A seemingly intuitive solution to this dilemma is to become a content producer rather than a content consumer. The problem is, once "content producer" becomes your role in contemporary society, whichever marketer redistributes you, whichever critic evaluates you, whichever entity ultimately filters and contextualizes you -- that entity gets the last spin on who you are. How to avoid this conundrum? Simultaneously become both producer and filter. On the "Rhythm Science" CD, Spooky is remixing remixes of remixes. He even remixes his own remixes. Once you start filtering yourself, the only person who can filter you now is a meta-filter. And if you become you're own infinitely telescoping, self-filtering meta-meta-filter, who can filter you now? The catch is, in order to maintain your most-meta position, you have to wake up early and go to sleep late and swim all day long in fresh streams of steely media, imbibing and remixing, imbibing and remixing, all in order to stay one step ahead of the system's constant attempt to meta-name you. Fortunately for DJ Spooky, he doesn't seem to mind the hours.

What arises is a constant flux of creative variability serving as a sort of talisman/immunization strategy against commodification. You ward off stereotypes of yourself by absorbing them and spinning them. I won't tell you who I am. You'll just misinterpret me anyway. Instead, I'll take who you say I am (which is skewed) and own it just long enough to hybridize it and spit it back out at you. Now do you know who I am? Guess again; here comes the 2.0 remix. And on and on and on. In the 50s, Ralph Ellison declared, "I am an invisible man. When they approach me they see only my surroundings, themselves, or figments of their imagination -- indeed, everything and anything except me." Spooky transcends invisibility via the remix. In situations that defy reason, the most effective strategies are often counter-intuitive.

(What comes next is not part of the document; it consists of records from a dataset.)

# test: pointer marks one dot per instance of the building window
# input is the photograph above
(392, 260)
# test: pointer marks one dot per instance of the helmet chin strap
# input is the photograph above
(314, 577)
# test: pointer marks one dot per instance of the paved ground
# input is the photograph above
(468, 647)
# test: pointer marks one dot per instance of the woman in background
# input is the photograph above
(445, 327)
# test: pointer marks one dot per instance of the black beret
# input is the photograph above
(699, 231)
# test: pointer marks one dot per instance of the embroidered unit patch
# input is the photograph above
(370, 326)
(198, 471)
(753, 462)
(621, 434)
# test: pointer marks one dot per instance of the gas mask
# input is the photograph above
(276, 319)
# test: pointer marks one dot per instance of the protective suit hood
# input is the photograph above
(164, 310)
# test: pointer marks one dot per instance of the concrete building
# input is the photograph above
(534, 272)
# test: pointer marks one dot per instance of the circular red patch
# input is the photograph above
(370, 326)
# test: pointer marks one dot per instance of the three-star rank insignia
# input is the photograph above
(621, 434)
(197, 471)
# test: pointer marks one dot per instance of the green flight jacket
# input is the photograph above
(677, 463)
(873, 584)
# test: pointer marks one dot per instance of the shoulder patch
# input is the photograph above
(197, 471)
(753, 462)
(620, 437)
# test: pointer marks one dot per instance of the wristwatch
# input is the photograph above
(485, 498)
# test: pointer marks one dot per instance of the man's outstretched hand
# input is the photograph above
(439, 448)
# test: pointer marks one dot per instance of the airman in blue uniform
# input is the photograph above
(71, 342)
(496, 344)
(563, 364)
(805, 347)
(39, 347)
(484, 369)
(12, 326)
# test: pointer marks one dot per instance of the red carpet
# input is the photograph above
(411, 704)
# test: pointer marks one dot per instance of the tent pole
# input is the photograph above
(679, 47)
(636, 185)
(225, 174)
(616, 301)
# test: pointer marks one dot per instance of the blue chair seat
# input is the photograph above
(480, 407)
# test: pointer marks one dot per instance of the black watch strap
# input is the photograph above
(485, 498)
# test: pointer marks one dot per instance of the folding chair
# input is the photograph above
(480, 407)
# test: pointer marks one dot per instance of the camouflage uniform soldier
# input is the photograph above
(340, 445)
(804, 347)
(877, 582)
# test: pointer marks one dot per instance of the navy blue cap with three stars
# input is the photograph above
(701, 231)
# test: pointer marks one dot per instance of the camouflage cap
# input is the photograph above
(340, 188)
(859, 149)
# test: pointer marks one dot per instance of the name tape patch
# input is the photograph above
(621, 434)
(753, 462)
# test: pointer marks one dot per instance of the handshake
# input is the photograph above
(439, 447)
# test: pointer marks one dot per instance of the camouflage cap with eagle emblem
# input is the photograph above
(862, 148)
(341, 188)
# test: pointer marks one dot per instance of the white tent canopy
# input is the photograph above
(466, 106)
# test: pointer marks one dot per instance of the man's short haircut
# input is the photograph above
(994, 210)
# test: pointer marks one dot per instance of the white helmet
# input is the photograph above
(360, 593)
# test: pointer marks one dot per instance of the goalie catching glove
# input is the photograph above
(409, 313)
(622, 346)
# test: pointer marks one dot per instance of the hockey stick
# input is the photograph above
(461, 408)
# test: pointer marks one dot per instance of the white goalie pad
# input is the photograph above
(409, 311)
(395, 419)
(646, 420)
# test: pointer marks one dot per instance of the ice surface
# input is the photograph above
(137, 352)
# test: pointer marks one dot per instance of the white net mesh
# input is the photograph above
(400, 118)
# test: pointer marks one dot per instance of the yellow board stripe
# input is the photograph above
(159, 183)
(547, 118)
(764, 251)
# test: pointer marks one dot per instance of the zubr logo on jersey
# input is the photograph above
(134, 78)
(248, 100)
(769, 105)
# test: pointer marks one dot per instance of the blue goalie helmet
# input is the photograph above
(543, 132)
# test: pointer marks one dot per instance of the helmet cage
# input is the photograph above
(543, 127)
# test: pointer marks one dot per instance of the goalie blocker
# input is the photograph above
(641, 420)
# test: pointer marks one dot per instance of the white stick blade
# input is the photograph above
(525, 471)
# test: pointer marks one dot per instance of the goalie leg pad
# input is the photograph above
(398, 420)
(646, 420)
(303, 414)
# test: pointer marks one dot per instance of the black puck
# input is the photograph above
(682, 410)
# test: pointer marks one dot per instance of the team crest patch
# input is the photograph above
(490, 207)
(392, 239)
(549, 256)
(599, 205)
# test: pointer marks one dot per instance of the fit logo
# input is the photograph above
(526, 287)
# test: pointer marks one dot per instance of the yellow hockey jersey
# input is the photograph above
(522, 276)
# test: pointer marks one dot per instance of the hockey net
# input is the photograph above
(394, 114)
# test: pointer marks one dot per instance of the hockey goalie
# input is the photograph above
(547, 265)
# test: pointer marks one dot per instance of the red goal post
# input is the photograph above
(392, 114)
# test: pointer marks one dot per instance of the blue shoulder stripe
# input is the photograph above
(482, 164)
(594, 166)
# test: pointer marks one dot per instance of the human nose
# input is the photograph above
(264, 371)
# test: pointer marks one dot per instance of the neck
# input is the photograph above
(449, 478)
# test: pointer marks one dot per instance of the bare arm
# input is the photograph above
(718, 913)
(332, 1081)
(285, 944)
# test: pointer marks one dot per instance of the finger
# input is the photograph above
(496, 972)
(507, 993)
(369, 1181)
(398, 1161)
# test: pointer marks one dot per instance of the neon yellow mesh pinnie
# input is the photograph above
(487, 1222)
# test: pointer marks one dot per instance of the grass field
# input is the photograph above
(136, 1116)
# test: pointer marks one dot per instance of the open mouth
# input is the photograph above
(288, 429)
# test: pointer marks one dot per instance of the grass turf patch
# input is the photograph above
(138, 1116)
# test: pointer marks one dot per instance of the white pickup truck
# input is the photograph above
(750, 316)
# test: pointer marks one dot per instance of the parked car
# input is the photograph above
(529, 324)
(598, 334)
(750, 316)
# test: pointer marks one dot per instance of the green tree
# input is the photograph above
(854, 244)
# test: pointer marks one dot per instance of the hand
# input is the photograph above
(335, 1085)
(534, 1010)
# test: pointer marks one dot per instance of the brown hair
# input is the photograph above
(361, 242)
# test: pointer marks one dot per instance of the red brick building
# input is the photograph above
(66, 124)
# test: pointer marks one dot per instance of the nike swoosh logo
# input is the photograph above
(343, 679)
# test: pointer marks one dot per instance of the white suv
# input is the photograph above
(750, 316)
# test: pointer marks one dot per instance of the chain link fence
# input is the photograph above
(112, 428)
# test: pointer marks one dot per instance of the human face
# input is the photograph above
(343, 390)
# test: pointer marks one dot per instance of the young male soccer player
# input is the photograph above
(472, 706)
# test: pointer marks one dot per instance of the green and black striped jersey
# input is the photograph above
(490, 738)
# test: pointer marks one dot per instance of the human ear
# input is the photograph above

Miller writes, "By Dj-ing, making art, and writing simultaneously, I tried to create a new role that's resonant with web culture: to function as content provider, producer, and critic all at the same time. It's role consolidation as digital performance." Ultimately, it's this tactical approach that makes the "Rhythm Science" project worth wading through. Spooky is one of the few artists simultaneously prolific and optimistic enough to perpetually speak the ever-churning language of new media. Consequently, most of his static detractors will wind up eating his dust, because his dust doesn't appear to be settling any time soon.